Esto último lo hacía con el establecimiento de una instancia única, técnicamente capacitada para definir las prioridades de investigación y para asignar los recursos públicos destinados a esta actividad y con el montaje de un esquema ágil y competitivo para su ejecución. Gracias a la utilización de la novedosa legislación de ciencia y tecnología que se había expedido en el país en los albores del decenio del noventa 18, se fomentó la creación de entidades mixtas que realizaran la tarea investigativa financiada por el Estado, las cuales debían competir por los recursos presupuestales, y asociar a productores y a universidades para hacer más relevantes los tópicos de investigación y fortalecer la capacidad regional de desarrollo tecnológico. Al basarse en disposiciones del derecho privado, se facilitaba, además, una labor investigativa más eficiente.
La puesta en marcha de este nuevo sistema de generación de tecnología agropecuaria enfrentaba diversas dificultades, cuya solución constituyó prioridad del Ministerio. El fortalecimiento del Consejo Nacional de Ciencia y Tecnología Agropecuaria era fundamental para que pudiera actuar como la única instancia de definición de política 19 y de asignación de recursos públicos para la investigación sectorial, por lo que el Ministerio propendió por cambios en su forma de funcionamiento que le permitieran cumplir técnica, estable y objetivamente tal función. El despegue de CORPOICA —la principal entidad de investigación agropecuaria que surgió como resultado del proceso de reforma analizado— y de las demás corporaciones mixtas que se habían creado, o que estaban en proceso de creación, el traslado a ellas del personal y de los equipos e infraestructura requeridos que venían haciendo parte del ICA y, en especial, la delimitación y la precisión de las funciones y actividades que debería adelantar cada entidad 20 , indispensable para el buen funcionamiento del nuevo esquema, ocuparon lugar prominente entre las preocupaciones y esfuerzos del Ministerio.

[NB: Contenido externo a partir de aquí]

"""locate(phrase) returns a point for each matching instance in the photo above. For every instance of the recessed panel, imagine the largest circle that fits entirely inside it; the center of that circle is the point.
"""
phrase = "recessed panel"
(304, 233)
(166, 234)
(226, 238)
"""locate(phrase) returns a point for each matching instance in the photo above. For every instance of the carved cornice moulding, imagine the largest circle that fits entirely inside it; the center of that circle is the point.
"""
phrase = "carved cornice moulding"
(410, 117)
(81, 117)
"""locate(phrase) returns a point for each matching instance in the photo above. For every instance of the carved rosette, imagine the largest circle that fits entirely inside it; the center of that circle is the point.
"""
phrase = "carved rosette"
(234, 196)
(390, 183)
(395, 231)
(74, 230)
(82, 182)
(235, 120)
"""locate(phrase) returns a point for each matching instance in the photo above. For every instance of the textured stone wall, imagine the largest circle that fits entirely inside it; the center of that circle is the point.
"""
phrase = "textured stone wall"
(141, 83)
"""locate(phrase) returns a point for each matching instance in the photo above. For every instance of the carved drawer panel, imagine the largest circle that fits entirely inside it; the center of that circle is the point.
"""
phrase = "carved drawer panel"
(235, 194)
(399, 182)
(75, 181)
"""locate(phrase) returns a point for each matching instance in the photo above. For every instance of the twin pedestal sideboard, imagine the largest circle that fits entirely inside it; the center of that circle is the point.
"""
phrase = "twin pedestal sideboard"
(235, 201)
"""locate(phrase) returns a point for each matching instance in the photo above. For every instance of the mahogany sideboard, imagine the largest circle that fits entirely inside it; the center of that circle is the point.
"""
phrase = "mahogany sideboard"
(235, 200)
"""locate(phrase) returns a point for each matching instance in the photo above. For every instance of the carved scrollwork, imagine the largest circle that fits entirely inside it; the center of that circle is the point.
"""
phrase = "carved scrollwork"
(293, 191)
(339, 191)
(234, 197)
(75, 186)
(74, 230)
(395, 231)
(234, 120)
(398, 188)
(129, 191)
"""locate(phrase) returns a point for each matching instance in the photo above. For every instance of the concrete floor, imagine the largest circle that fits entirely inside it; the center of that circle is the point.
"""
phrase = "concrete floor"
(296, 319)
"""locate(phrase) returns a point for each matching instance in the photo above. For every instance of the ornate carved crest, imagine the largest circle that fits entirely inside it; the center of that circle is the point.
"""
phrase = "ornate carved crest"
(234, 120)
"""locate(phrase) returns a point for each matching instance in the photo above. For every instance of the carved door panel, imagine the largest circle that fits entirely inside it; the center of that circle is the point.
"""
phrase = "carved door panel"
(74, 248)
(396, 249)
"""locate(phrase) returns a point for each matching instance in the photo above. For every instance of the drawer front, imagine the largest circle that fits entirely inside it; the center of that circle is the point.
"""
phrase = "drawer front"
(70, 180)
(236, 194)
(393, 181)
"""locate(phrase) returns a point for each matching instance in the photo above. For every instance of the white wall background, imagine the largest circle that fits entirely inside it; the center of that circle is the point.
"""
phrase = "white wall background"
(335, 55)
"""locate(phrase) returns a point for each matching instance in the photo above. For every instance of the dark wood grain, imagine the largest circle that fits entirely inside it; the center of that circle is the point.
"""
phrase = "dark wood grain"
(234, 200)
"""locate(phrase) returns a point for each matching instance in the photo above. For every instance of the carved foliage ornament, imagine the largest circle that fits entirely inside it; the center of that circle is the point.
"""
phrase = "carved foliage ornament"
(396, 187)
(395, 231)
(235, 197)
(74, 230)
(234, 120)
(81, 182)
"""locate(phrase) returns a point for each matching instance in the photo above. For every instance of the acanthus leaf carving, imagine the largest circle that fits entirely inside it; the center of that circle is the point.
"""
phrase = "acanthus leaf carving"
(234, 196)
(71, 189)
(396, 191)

Por su parte, la transferencia de la tecnología generada y de la adaptada en el país continuaba siendo un cuello de botella para el mejoramiento de la productividad y de la competitividad sectoriales. Desde mediados de los ochentas se identificó este escollo, por lo que en 1987 se dieron los primeros pasos para descentralizar esta función, al trasladarla a los municipios, y para implantar un sistema de apoyo que les permitiera realizarla eficientemente. En 1989, el decreto 1946 creó y reglamentó dicho sistema y, al poco tiempo, el Ministerio inició conversaciones con la banca multilateral con el fin de conseguirle financiación. En el transcurso de las dilatadas negociaciones se fue formulando un completo programa para facilitar el montaje del sistema y para apoyar sus puntos débiles, al cual se motejó PRONATTA (Programa Nacional de Transferencia de Tecnología Agropecuaria) —enriqueciendo así las innumerables siglas que se manejan en el sector. No obstante, en 1993 la negociación del crédito aún no había terminado, lo que obstaculizaba el adecuado funcionamiento del SINTAP y su aporte a la tecnificación del agro.

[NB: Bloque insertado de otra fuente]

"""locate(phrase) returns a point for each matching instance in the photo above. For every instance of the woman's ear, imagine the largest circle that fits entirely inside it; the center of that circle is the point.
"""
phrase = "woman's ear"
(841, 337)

El equipo directivo del Ministerio se propuso culminar la formulación del PRONATTA y la negociación del préstamo con el Banco Mundial, lo que logró en el primer semestre de 1994. En dicho año se inició, además, la financiación de los proyectos prioritarios que formaban parte de dicho programa con recursos del presupuesto nacional y se fortaleció la estructura institucional para su manejo, adscribiendo su funcionamiento directamente al despacho del viceministro y creando una unidad técnica especializada, pequeña y de alto nivel. Comenzó, también, un ambicioso programa de formación de capacitadores que apoyen a las Unidades Municipales de Asistencia Técnica Agropecuaria (UMATA), encargadas de prestar el servicio a los pequeños productores, y se incrementó sustancialmente la partida de cofinanciación del DRI para contar con recursos de asistencia técnica en todas las secretarías departamentales de agricultura y en la gran mayoría de los municipios del país. Gracias a esta activa promoción del Ministerio, la cobertura de las UMATA, que se había estancado en los primeros años de la década, se amplió de 570 a 980 municipios.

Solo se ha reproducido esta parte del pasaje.